There’s a familiarity about New York City straight away. Most of us would have seen it in films and media, but being in this iconic city makes you realise just how much there is to discover.


As soon as you step outside the airport, the air changes. Your senses are heightened, your eyes widen and suddenly there’s a lot to take in. There’s an instant sense of excitement and rush. You feel the impact this city is about to have, and you can only suspect that it will live up to your every expectation.

One belongs to New York instantly, one belongs to it as much in five minutes as in five years.

Thomas Wolfe

On arrival, we checked in to the AirBnB apartment in Brooklyn and arranged to meet some local friends. Their insider knowledge gave us a starting point – the local bar, followed by dinner, then wine, then martinis across all different parts of town. I’d been in the city just a few hours but I quickly found myself wondering if I could live in this city. It’s buzz and energy is addictive, there a sense of opportunity is in the air, and you feel like something extraordinary is going to happen at any moment.

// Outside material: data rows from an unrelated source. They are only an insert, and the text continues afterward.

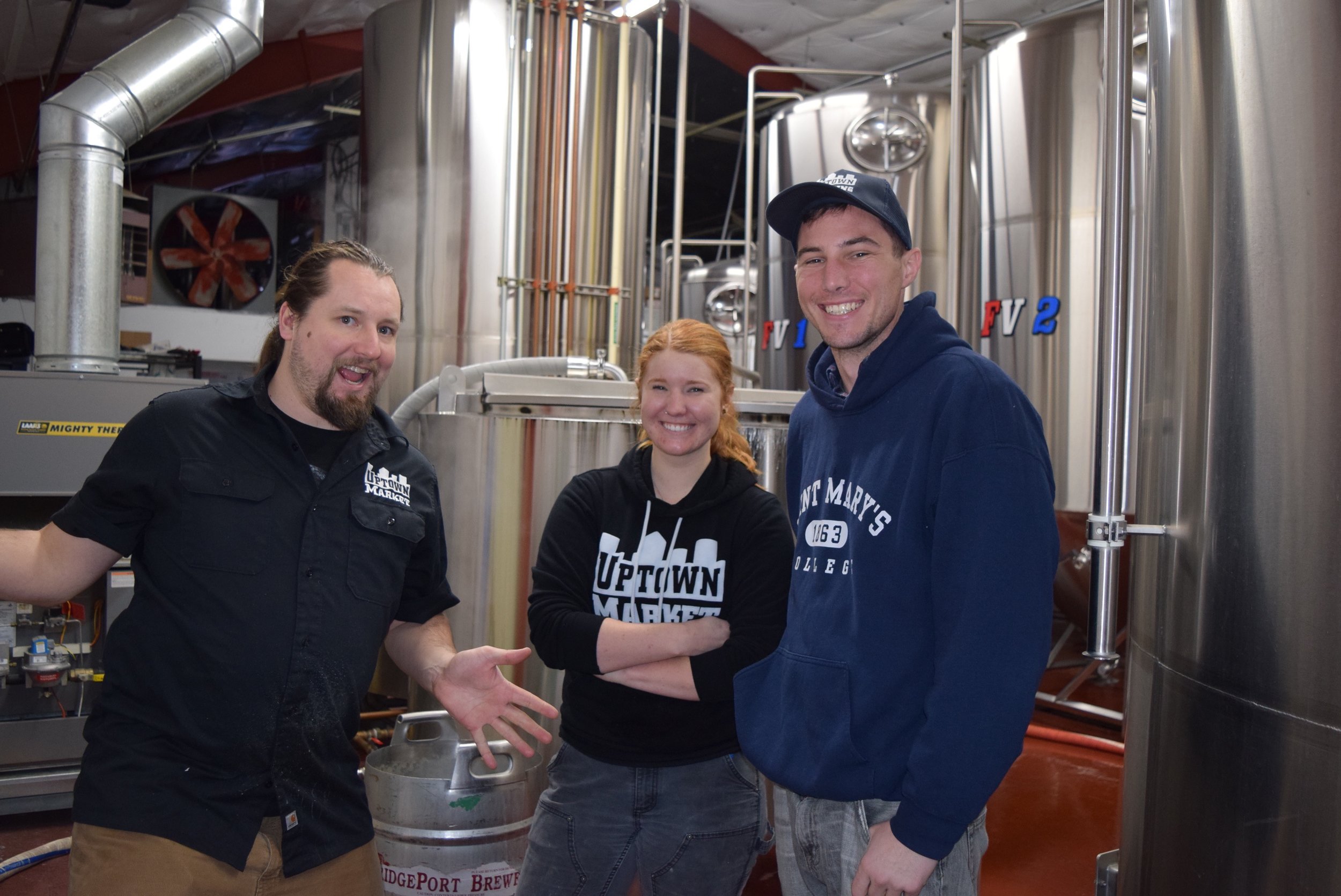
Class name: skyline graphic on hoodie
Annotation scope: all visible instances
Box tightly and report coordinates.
[592,521,727,623]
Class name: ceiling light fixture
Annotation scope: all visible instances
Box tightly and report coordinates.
[610,0,661,19]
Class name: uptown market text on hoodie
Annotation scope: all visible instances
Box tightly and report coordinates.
[527,448,791,766]
[736,292,1058,860]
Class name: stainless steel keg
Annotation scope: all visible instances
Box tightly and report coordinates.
[364,711,543,896]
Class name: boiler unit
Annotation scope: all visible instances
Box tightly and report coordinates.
[0,372,201,814]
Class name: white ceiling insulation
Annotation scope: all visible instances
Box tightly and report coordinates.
[0,0,1100,87]
[691,0,1100,87]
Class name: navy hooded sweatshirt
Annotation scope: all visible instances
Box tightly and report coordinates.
[735,292,1058,860]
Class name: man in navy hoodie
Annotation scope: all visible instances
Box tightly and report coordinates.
[735,171,1058,896]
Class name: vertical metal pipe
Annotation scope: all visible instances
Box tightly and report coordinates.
[499,0,526,359]
[606,16,629,365]
[527,0,554,354]
[563,0,586,353]
[1085,0,1132,660]
[635,0,667,335]
[669,0,689,321]
[410,0,437,382]
[544,0,571,356]
[944,0,964,319]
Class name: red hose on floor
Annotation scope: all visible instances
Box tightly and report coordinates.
[1025,724,1126,757]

It’s a feeling that manifests itself many of it’s well-known attractions. Central Park is nested in the middle of NYC chaotic concrete jungle and offers an oasis amid the bustling city. Pack a family picnic, sit on the lush green lawns looking out to peaceful lakes, colourful flowerbeds and green woodland. There’s even a zoo, water activities and outdoor theatre performances.

It also boasts the most world-renowned museums and galleries than any city I’ve visited, covering subjects as diverse as math, music, trains and sex. Top of the list from my experience is MoMA, the Museum of Modern Art, which has a huge collection of the most famous artworks in the world, along with the Metropolitan Museum of Art.

New York is divided into five boroughs, with each borough delivering something unique. Staten Island has everything you need for a summer holiday, Manhattan becomes a magical wonderland in the winter, and Brooklyn is a melting pot of the city’s diversity and culture.

In Brooklyn, where I chose to stay, we looked over the water at Manhattan, listening to the literal roar of the city above it’s towering skyscrapers. A constant buzz in the distance, an amalgamation of sounds caused by its busy traffic, it’s dense population and their daily activities.

In New York, one corner houses a hip new gallery and on another, a quirky local brewery. Almost every street bears a building covered in street art, shop windows covered in a collage of local advertising. Street signs and traffic light posts bear some sort of sticker or mark left by the locals. None of the buildings looks like they’ve ever been refurbished, and yet it all feels new. Everything has been recently touched, changed, moved, been personalised, owned and marked. It’s the kind of thing the locals don’t notice, but make the city so special: it’s constantly reinventing itself. It’s always growing, changing, living and breathing.

New York is the meeting place of the peoples, the only city where you can hardly find a typical American.

Djuna Barnes

Most suggest that October is the best time to visit as you can watch as the colours slowly fade from green to yellow in cool weather as you stroll through the city with a hot cup of coffee. But with four distinctive changing seasons, each period will hold something unique.

There are endless reasons to visit New York. Every-time you return there will be something new, changed and unseen. But be warned: once you’ve visited, you won’t stop talking about it. It’s so easy to be immersed in it, while always having the sense that you haven’t really seen it all and there’s more to it than meets the eye.

It has an energy that really needs to be experienced to be understood, it’s ambitious, demanding, exciting and fascinating. It’s unlike any other city I know.

I can’t with any conscience argue for New York with anyone. It’s like Calcutta. But I love the city in an emotional, irrational way, like loving your mother or your father even though they’re a drunk or a thief. I’ve loved the city my whole life — to me, it’s like a great woman.